To assess if visual discrimination training improves performance on visual perimetry tests in chronic stroke patients with visual cortex involvement.Methods:
24-2 and 10-2 Humphrey visual fields were analyzed for 17 chronic cortically blind stroke patients prior to and following visual discrimination training, as well as in 5 untrained, cortically blind controls. Trained patients practiced direction discrimination, orientation discrimination, or both, at nonoverlapping, blind field locations. All pretraining and posttraining discrimination performance and Humphrey fields were collected with online eye tracking, ensuring gaze-contingent stimulus presentation.Results:
Trained patients recovered ∼108 degrees2 of vision on average, while untrained patients spontaneously improved over an area of ∼16 degrees2. Improvement was not affected by patient age, time since lesion, size of initial deficit, or training type, but was proportional to the amount of training performed.
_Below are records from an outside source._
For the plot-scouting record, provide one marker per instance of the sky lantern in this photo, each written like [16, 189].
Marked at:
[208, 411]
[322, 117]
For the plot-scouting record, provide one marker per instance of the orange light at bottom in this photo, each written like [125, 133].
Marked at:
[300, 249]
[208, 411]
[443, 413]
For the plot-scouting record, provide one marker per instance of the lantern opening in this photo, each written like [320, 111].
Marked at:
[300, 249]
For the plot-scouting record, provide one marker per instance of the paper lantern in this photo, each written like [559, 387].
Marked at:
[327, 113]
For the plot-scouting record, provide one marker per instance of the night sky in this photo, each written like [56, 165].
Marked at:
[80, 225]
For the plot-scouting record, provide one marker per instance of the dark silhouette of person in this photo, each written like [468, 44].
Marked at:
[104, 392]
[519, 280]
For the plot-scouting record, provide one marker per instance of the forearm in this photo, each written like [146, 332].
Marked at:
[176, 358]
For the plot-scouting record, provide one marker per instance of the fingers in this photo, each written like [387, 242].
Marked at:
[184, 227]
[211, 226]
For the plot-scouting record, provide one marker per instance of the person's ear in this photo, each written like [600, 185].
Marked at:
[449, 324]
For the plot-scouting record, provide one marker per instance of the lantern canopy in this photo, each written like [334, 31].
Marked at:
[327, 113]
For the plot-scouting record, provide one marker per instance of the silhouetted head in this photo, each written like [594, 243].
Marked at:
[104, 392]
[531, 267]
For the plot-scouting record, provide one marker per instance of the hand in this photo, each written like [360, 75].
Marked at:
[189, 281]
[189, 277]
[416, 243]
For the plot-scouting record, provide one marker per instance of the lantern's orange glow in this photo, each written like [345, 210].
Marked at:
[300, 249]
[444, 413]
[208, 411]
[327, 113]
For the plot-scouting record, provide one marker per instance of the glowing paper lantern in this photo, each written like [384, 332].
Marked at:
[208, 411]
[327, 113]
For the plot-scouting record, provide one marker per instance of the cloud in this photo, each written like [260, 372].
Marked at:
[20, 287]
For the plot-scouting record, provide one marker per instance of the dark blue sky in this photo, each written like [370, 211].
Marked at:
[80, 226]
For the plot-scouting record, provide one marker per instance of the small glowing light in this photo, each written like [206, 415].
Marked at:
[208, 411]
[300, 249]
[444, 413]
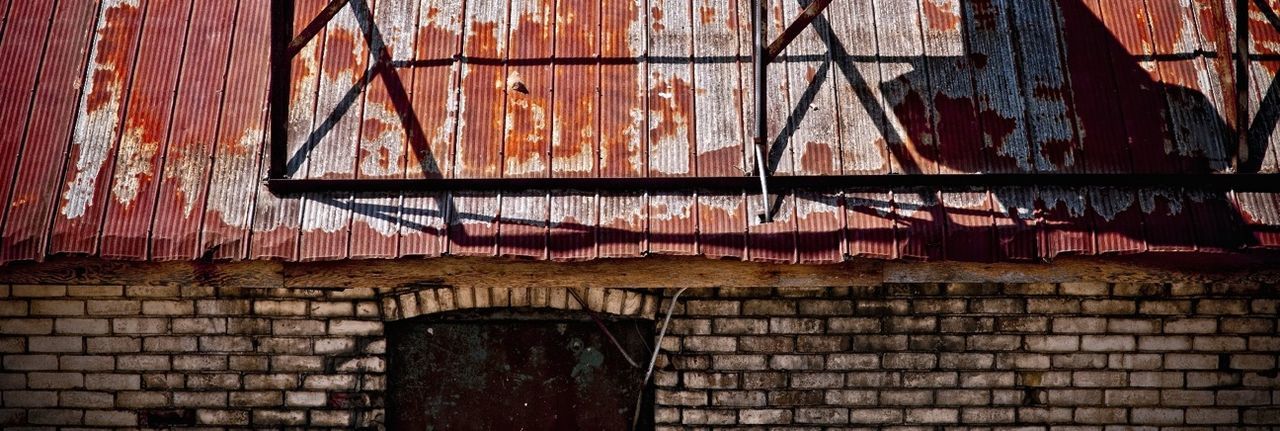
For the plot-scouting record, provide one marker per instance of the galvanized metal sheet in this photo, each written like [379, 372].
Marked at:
[133, 188]
[241, 138]
[186, 174]
[49, 127]
[96, 133]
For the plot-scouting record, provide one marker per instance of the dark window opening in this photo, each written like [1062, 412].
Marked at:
[526, 370]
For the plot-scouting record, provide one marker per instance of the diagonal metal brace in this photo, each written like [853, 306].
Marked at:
[760, 58]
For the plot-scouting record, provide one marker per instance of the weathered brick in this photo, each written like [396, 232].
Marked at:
[146, 325]
[168, 307]
[741, 326]
[118, 307]
[205, 416]
[279, 417]
[113, 344]
[704, 343]
[256, 398]
[910, 361]
[112, 381]
[200, 325]
[763, 416]
[691, 398]
[55, 344]
[795, 325]
[932, 416]
[270, 307]
[26, 326]
[355, 328]
[85, 399]
[707, 307]
[55, 380]
[708, 417]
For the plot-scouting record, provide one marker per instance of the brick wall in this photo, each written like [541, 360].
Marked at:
[932, 357]
[915, 357]
[159, 356]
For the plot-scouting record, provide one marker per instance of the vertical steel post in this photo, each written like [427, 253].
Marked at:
[759, 35]
[280, 72]
[1242, 83]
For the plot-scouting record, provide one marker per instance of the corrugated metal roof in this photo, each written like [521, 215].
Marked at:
[136, 128]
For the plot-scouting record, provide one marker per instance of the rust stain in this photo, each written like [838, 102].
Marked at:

Untrained patients counterbalanced their improvements with worsening of sensitivity over ∼9 degrees2 of their visual field. Worsening was minimal in trained patients. Finally, although discrimination performance improved at all trained locations, changes in Humphrey sensitivity occurred both within trained regions and beyond, extending over a larger area along the blind field border.Conclusions:
In adults with chronic cortical visual impairment, the blind field border appears to have enhanced plastic potential, which can be recruited by gaze-controlled visual discrimination training to expand the visible field. Our findings underscore a critical need for future studies to measure the effects of vision restoration approaches on perimetry in larger cohorts of patients.